The U.S. Commission on International Freedom urged the State Department to shut the school down unless it materially changed the textbooks to remove the hateful language. 

A 2006 report analyzing some Saudi textbooks from the 2005-2006 school year found that a ninth grade Saudi textbook on Hadith teaches teenagers in apocalyptic terms that violence towards Jews, Christians and other unbelievers is sanctioned by God, the report said. For example, the textbook reads, the hour [of judgment] will not come until the Muslims fight the Jews and kill them.

Writer Andrew Cochran, a vocal and longtime critic of the Academy, wrote in his Counterrorism Blog Tuesday that, Apparently, the Board of Supervisors is satisfied that the textbooks were changed. It commissioned a report to translate the newest version of the textbooks, but the Board refuses to release the report. That secrecy is unacceptable in this instance, especially considering that the report was paid for by taxpayers dollars. Either the Fairfax County Board of Supervisors must release the report, or Congress should subpoena it and release it for them.

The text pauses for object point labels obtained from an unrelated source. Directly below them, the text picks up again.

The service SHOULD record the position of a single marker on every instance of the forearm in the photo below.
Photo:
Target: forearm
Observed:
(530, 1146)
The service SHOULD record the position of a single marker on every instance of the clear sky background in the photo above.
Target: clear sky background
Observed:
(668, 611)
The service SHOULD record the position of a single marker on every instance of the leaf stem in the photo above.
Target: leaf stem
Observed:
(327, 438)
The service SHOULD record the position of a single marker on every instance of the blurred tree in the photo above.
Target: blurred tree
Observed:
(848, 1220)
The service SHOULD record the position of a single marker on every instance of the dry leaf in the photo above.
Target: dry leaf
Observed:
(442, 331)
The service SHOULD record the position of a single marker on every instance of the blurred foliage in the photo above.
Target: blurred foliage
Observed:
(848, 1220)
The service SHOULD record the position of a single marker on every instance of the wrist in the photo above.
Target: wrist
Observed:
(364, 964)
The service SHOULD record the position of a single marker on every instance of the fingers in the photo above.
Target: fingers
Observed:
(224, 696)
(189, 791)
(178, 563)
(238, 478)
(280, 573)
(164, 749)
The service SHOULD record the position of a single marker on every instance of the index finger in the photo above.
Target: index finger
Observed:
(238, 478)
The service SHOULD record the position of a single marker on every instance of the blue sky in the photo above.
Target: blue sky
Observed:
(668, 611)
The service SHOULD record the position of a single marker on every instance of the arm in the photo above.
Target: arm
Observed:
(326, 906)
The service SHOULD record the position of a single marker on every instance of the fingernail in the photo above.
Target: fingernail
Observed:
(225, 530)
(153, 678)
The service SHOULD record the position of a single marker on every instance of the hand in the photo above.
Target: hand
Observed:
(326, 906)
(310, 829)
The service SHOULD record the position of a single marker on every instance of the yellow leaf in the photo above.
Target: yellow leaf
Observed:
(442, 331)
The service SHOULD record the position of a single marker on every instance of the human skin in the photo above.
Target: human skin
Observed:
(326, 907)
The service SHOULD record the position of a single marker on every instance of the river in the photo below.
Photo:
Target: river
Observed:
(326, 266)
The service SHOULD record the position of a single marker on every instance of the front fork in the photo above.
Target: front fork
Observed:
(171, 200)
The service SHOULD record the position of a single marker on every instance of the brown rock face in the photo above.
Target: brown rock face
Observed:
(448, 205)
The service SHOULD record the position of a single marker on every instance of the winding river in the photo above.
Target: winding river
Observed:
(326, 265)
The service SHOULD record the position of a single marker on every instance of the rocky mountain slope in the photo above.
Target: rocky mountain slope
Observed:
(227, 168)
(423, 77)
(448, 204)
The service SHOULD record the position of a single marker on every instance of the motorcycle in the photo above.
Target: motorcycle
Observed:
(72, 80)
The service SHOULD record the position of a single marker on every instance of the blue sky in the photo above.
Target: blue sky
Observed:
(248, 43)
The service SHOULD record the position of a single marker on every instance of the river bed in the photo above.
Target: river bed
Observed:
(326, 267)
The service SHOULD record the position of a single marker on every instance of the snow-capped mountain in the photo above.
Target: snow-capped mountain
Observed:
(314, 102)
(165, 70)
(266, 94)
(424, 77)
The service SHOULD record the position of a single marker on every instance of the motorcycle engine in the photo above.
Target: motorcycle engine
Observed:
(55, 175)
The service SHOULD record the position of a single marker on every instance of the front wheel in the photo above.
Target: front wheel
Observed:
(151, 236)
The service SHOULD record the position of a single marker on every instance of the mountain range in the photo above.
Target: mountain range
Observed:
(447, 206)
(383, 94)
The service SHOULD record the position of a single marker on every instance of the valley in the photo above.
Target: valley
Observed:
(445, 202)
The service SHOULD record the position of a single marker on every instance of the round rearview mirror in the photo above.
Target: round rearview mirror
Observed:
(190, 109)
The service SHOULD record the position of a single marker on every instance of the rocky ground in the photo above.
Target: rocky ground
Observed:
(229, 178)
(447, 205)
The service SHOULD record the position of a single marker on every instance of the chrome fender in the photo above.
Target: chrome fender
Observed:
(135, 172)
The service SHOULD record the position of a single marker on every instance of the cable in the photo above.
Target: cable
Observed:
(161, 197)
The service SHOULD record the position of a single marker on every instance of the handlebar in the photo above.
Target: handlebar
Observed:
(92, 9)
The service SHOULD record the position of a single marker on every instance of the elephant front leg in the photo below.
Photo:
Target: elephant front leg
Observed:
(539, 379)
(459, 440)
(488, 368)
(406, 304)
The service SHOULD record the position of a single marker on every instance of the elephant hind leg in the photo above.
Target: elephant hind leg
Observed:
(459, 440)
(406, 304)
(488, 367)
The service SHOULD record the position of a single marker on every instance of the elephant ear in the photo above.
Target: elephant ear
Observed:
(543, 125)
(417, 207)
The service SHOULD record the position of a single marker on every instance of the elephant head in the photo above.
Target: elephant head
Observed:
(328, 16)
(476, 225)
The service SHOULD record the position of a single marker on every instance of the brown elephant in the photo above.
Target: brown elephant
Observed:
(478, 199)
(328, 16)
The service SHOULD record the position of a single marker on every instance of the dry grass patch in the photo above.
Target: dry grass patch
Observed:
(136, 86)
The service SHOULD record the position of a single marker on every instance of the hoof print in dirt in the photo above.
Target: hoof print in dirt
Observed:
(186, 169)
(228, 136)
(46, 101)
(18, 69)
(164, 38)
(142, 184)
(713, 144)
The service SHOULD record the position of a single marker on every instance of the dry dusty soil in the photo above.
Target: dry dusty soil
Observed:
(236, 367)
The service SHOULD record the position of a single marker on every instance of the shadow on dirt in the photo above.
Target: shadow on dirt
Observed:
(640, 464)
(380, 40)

In its October report, the federal commission urged that the State Department take the necessary steps to shut down the academy unless it could prove that its curriculum was not intolerant. The terms of the countys lease with ISA allows the State Department the ability to terminate the lease if it so chooses.

While critics of the Saudi system say their textbooks promote hatred against Jews, Christians and Shiite Muslims, Academy officials have long contended that their curriculum is tolerant of all faiths, and that they have removed strong language from their texts that describes religious differences or intolerance. 
In its hearings Monday, opponents of extending the lease said that Fairfax County should have released its findings before voting on extending the lease.